We have unfortunately made the concept of movement way more complicated than it needs to be and interwoven it with exercise and gym time and “that is not enough.” Moving your body reinforces for your brain that you care about yourself and how you feel and how you are able to function. The brain and body do not care about what the movement is, they just want movement – even 5 minutes!
Instead of calling it exercise, call it movement, and find time every day to move! It does not have to be an hour or in a certain place or for a certain duration. You can go for a five minute walk outside on your lunch break or after you finish work, or you can spend 3 hours on the weekend on a hike. You can go to the gym at 6am for a spin class, or finish your day at a Pilates studio for an hour class.

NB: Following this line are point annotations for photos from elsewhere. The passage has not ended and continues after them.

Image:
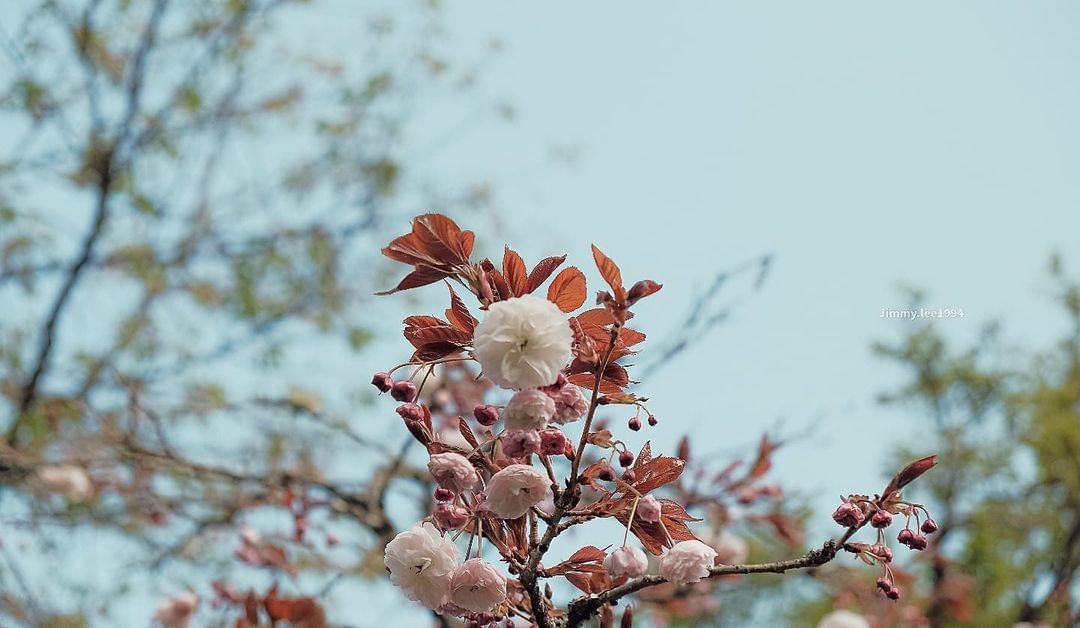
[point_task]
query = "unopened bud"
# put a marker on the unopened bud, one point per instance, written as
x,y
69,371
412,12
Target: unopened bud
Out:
x,y
552,442
410,412
518,443
486,415
848,515
450,517
382,381
648,509
880,519
403,390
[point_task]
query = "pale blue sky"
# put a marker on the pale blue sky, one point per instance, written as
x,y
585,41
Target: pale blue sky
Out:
x,y
862,144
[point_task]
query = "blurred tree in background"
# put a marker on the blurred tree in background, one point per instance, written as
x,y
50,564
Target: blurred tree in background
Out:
x,y
1006,423
188,203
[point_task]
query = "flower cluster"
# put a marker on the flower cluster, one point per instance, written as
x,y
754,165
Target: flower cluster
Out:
x,y
516,471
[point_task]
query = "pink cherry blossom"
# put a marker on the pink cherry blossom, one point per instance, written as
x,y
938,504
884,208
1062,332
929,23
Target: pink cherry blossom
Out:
x,y
687,562
648,509
514,490
421,562
477,586
529,409
453,471
570,404
518,443
626,561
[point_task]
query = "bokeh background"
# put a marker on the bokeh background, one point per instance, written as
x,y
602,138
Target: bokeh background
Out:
x,y
786,169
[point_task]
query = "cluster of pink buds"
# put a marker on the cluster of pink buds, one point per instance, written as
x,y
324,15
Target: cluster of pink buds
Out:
x,y
856,510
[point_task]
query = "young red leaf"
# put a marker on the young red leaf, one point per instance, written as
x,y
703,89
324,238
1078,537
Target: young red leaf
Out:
x,y
542,270
442,239
513,269
609,270
422,276
909,473
459,315
567,290
467,432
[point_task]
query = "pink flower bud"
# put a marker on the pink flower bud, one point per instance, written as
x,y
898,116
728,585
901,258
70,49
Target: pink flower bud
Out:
x,y
453,471
552,442
477,586
403,390
529,409
410,412
570,404
881,551
880,519
626,561
382,381
687,562
486,415
518,443
648,509
450,517
848,515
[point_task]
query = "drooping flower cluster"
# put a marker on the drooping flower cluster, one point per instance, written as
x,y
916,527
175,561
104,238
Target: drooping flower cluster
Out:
x,y
511,476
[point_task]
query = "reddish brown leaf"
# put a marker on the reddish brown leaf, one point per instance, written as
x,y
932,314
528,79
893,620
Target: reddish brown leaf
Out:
x,y
499,285
588,553
909,473
445,333
658,472
459,315
513,270
542,270
442,239
581,580
299,612
467,432
609,270
422,276
433,351
568,290
642,290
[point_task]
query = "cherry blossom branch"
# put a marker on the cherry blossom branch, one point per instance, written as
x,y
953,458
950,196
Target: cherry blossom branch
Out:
x,y
582,609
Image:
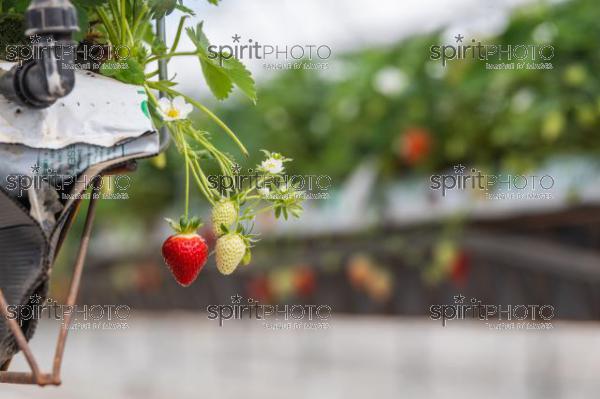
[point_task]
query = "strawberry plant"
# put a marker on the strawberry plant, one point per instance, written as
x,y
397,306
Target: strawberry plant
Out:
x,y
127,27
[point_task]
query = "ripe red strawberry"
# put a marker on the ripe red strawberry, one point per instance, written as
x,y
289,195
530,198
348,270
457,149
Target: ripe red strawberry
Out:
x,y
416,145
185,252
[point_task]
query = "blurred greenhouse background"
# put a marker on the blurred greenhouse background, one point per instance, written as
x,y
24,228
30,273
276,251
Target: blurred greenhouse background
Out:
x,y
381,120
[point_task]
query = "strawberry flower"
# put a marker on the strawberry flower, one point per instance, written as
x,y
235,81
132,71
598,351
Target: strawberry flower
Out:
x,y
264,192
175,109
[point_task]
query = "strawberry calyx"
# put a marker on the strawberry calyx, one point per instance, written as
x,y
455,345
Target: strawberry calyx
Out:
x,y
185,226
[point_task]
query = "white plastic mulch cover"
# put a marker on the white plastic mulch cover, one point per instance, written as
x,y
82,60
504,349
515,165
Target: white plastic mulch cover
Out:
x,y
99,111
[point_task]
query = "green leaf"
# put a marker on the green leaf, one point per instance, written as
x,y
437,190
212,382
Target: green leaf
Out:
x,y
221,71
160,8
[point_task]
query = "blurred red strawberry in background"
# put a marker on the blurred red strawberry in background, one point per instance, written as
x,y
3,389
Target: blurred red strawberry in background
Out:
x,y
415,145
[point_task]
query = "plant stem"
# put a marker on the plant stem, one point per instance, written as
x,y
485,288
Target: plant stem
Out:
x,y
178,34
213,117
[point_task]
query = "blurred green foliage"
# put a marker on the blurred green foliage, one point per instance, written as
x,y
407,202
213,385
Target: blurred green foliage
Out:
x,y
508,119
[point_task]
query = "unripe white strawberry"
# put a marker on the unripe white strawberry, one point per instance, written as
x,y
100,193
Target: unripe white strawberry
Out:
x,y
230,250
224,213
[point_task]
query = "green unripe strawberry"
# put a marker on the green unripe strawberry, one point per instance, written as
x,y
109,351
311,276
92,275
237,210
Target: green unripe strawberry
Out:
x,y
229,251
224,213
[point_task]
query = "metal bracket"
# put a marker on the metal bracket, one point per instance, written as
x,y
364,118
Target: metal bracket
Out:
x,y
36,376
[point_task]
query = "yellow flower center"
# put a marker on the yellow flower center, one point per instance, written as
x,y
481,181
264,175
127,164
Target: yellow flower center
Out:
x,y
173,113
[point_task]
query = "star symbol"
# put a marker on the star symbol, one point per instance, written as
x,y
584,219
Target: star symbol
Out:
x,y
459,169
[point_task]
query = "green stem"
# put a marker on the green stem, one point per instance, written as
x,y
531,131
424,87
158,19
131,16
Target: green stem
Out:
x,y
178,34
112,34
136,22
213,117
187,176
123,22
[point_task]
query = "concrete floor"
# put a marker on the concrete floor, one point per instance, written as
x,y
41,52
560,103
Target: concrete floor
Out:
x,y
184,355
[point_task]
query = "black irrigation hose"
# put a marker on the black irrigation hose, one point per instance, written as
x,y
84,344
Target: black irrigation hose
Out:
x,y
49,74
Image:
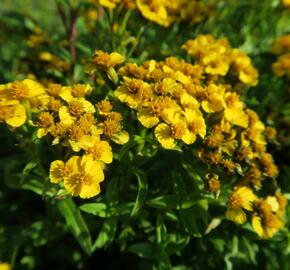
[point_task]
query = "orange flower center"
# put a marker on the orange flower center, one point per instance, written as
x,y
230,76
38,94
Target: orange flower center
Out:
x,y
19,91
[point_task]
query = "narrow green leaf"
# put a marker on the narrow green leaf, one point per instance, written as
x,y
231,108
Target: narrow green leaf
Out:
x,y
104,210
107,233
76,224
142,191
144,250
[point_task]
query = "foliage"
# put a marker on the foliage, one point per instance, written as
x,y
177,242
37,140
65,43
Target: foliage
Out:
x,y
144,135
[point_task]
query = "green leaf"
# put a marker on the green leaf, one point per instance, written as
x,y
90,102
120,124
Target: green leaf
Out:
x,y
76,224
107,234
174,201
144,250
104,210
142,191
195,218
161,231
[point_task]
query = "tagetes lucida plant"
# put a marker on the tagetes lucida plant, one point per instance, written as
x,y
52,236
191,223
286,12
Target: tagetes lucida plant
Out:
x,y
186,104
128,111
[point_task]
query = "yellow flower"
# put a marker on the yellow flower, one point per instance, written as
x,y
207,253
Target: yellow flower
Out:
x,y
243,66
100,151
76,107
266,221
26,90
46,124
84,181
112,128
5,266
241,198
234,111
164,136
214,101
58,171
132,92
109,3
12,114
160,108
195,125
286,3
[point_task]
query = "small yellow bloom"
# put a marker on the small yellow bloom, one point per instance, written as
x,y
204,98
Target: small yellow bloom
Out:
x,y
109,3
5,266
100,151
13,115
164,136
234,111
84,181
76,107
266,221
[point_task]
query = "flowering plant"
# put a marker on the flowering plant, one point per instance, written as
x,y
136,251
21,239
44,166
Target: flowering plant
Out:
x,y
141,129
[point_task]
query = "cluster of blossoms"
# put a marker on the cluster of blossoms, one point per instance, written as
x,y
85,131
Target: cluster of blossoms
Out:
x,y
163,12
198,104
286,3
66,117
218,59
281,47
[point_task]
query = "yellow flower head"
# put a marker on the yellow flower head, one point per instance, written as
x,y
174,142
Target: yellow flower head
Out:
x,y
266,221
12,114
109,3
101,151
75,109
84,181
5,266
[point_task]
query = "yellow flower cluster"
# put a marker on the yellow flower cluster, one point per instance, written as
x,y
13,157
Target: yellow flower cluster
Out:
x,y
70,119
286,3
18,98
67,117
5,266
186,102
163,12
281,47
267,213
219,60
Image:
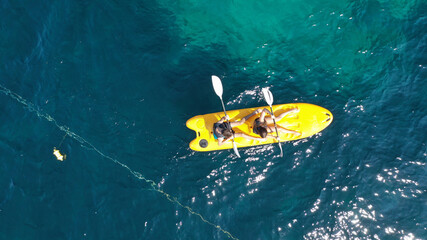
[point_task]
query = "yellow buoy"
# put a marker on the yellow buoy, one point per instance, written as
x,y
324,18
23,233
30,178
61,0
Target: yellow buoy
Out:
x,y
58,155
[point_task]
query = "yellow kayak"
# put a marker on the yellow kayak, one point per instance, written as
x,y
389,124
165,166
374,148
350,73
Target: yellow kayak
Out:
x,y
310,120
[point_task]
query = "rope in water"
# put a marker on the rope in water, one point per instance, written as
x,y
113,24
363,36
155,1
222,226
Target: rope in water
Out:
x,y
32,108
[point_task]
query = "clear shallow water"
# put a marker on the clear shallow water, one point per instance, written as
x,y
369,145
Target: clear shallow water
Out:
x,y
126,77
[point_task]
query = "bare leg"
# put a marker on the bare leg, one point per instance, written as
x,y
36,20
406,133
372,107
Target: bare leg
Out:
x,y
244,135
238,123
284,130
278,118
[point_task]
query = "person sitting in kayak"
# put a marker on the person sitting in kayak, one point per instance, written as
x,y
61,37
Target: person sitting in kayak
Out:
x,y
223,131
264,125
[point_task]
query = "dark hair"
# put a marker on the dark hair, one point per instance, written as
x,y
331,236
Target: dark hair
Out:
x,y
262,131
227,133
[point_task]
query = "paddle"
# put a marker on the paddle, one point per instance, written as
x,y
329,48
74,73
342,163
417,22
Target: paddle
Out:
x,y
269,99
217,84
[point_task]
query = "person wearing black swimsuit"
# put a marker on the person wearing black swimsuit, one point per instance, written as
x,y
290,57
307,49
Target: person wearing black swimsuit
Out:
x,y
264,125
222,133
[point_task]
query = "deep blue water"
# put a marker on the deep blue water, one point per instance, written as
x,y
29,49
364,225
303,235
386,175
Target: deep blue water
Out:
x,y
119,80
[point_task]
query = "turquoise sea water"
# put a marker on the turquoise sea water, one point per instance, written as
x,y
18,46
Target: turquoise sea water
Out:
x,y
112,83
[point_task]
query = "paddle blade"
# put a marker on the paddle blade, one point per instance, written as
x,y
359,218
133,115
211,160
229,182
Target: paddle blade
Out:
x,y
235,149
217,84
268,96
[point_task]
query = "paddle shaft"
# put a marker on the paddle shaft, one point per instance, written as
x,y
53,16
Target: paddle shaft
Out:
x,y
274,121
228,121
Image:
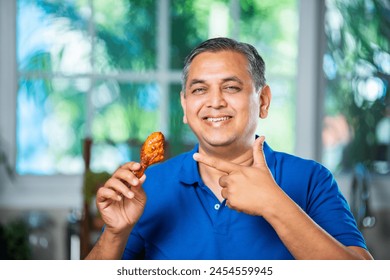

And if you can’t go to any gym or classes or studio, it doesn’t matter. Just go outside and walk. Or stand on your step and stretch and jump up and down. Something is always better than nothing!
The truth is most of us know that we are supposed to eat lots of vegetables and leafy greens, choose whole grains, focus on plants and eliminate processed foods, refined sugar and simple carbohydrates. But wherever often stumble is creating a food selection that is optimized for our own body and our body’s preferences. Some people feel great eating lots of fruit with their vegetables, while others find it makes their energy crash. Some people tolerate gluten and grains well, others feel heavy and sluggish after. One of the best things you can do for your self-care and self love is find your feel best diet.
Find the selection of foods that helps yu feel the most energized and at your best mentally and physically, and stay away from the ones that you know cause you to feel unwell or put you in a negative mindset. This can take some time to work through, but give yourself a chance and don’t fall into a diet because everyone else is doing it.
Poor hydration can actually be the root cause of many other symptoms in the body that we may mistake for something else. Things such as headaches, poor concentration, irritability, hunger, poor gut health, decreased energy, fatigue, muscle cramping and much more can, in some cases, be mitigated by just adding more water to your life! If you are struggling to get enough in, consider consuming it as herbal tea, or adding some fresh mint and lemon to your ordinary glass of water.
Sometimes the hardest part of slef care isn’t the care itself, but avoiding everything else we do that negates the care we provide. That negative voice in your head that discourages you; that line that keeps going around in your mind as you run, telling you you are slow; that voice that says you aren’t good enough, smart enough, fast enough, funny enough, skinny enough . . . just not enough.
Caring for yourself is about reminding yourself you are worth caring for. Find a mantra that you can repeat in times of self sabotage to reverse it. Things like “I am enough;” “you’ve got this;” “you can do hard things;” are all good examples of where you can start.
While we are talking about self-care, at the root of it is feeling good about yourself and in your body, physically and mentally. If you’ve ever done an act of kindness for another person, given selflessly to someone, expecting nothing in return, you know that this in turn makes you feel really good. One way you can practice self-care is to turn outward and do something for someone else. This might be a surprise – such as having flowers delivered to them at work – or it might be something simple, like making dinner for a friend who is really busy at work. Choose something you can do that will allow you to still conserve energyto devote to your other self care practices, but get in the habit of giving to others and you might see the biggest gains for yourself!